With the increasingly fierce competition in textile market, how to reduce weaving cost and energy consumption of air-jet loom manufacturers has become a new important issue. The energy consumption of air-jet loom machine
is mainly air consumption, which can be roughly divided into three parts: energy consumption of air supply system, energy consumption of air use system and other auxiliary energy consumption, especially the former two consume most air.
Air-jet loom machine mainly consumes air, which accounts for about 72% of its energy consumption, while auxiliary nozzle accounts for more than 80% of its air consumption. To reduce the air consumption of air-jet looms, it is necessary to reduce the air consumption of auxiliary nozzles. It is necessary to take comprehensive and systematic measures to comprehensively consider the pressure of auxiliary nozzles, the spacing of auxiliary nozzles, the number of auxiliary nozzles controlled by solenoid valve, the configuration of gas storage tanks, the selection of the hole type of auxiliary nozzles, the adjustment of injection angle and injection direction angle.

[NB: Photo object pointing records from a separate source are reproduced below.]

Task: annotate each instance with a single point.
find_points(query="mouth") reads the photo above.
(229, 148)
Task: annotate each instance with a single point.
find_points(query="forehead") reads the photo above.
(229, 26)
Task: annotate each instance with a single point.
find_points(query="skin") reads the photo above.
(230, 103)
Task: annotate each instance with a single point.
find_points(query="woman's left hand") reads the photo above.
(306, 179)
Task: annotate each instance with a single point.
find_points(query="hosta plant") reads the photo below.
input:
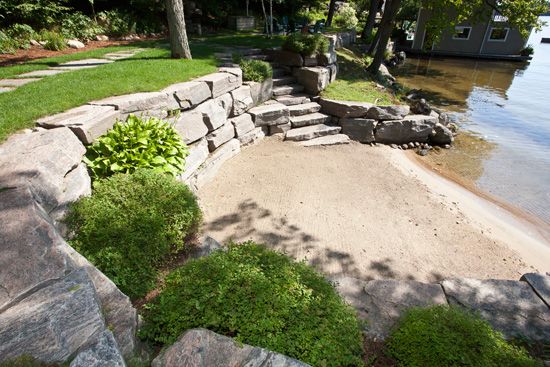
(137, 143)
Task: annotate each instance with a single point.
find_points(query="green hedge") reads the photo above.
(444, 336)
(262, 298)
(131, 223)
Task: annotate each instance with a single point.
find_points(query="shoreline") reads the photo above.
(521, 232)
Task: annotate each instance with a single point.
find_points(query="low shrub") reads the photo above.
(139, 142)
(79, 26)
(256, 70)
(346, 17)
(306, 44)
(259, 297)
(443, 336)
(114, 22)
(131, 223)
(54, 41)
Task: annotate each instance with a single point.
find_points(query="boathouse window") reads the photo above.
(462, 33)
(499, 34)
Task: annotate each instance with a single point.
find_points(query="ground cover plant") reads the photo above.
(444, 336)
(131, 223)
(140, 142)
(355, 84)
(259, 297)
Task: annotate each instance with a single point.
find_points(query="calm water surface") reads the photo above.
(509, 105)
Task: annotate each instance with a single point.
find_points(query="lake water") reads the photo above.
(509, 105)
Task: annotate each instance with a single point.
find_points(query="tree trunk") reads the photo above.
(371, 19)
(386, 27)
(331, 9)
(178, 35)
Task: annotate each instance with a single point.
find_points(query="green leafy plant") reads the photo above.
(346, 17)
(54, 41)
(262, 298)
(256, 70)
(79, 26)
(306, 44)
(137, 143)
(449, 336)
(131, 223)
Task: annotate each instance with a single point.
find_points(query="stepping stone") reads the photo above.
(41, 73)
(291, 100)
(310, 119)
(327, 140)
(288, 89)
(82, 64)
(285, 80)
(511, 307)
(16, 82)
(311, 132)
(304, 109)
(387, 300)
(540, 284)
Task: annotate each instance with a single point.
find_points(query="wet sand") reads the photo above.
(367, 212)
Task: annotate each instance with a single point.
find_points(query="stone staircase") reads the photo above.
(307, 125)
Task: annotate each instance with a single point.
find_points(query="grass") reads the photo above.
(353, 83)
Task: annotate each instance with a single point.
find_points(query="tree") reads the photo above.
(371, 18)
(179, 43)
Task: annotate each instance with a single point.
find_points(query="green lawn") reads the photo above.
(353, 83)
(150, 70)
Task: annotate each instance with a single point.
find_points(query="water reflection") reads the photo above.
(509, 104)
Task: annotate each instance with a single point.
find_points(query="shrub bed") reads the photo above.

Among them, the reasonable determination of auxiliary nozzle pressure and the selection of energy-saving auxiliary nozzle are particularly significant for reducing gas consumption.
1. Minimize the pressure of auxiliary nozzle
Practice shows that the flow rate of the whole machine is related to the pressure of the main nozzle and the pressure of the auxiliary nozzle as follows: When the pressure of the main nozzle is constant, the flow rate of the auxiliary nozzle increases by 7.06 cubic meters per hour on average when the pressure of the auxiliary nozzle increases by 0.1 MPa. When the main nozzle pressure increases by 0.1 MPa, the flow rate of the whole machine increases by 1.3 cubic meters per hour on average, which is only 18.4% of the flow rate increased by 0.1 MPa of the auxiliary nozzle pressure. With the increase of the main nozzle pressure by 0.05 MPa, the weft arrival angle can be reduced by 4.43 degrees on average. That is to say, if the main nozzle pressure is increased by 0.1 MPa, the weft arrival angle can be reduced by 8.86 degrees on average, and if the auxiliary nozzle pressure is increased by 0.1 MPa, the weft arrival angle can only be reduced by 2.5 degrees on average. Therefore, in a certain range of main and auxiliary nozzle pressure, increasing the pressure of auxiliary nozzle requires a lot of increase in gas consumption. But it has little effect on reducing the weft arrival angle and increasing the weft flying speed.
Therefore, in the absence of weft shrinkage, it is necessary to minimize the pressure of auxiliary nozzle, which can not only save air consumption, but also reduce weft breakage.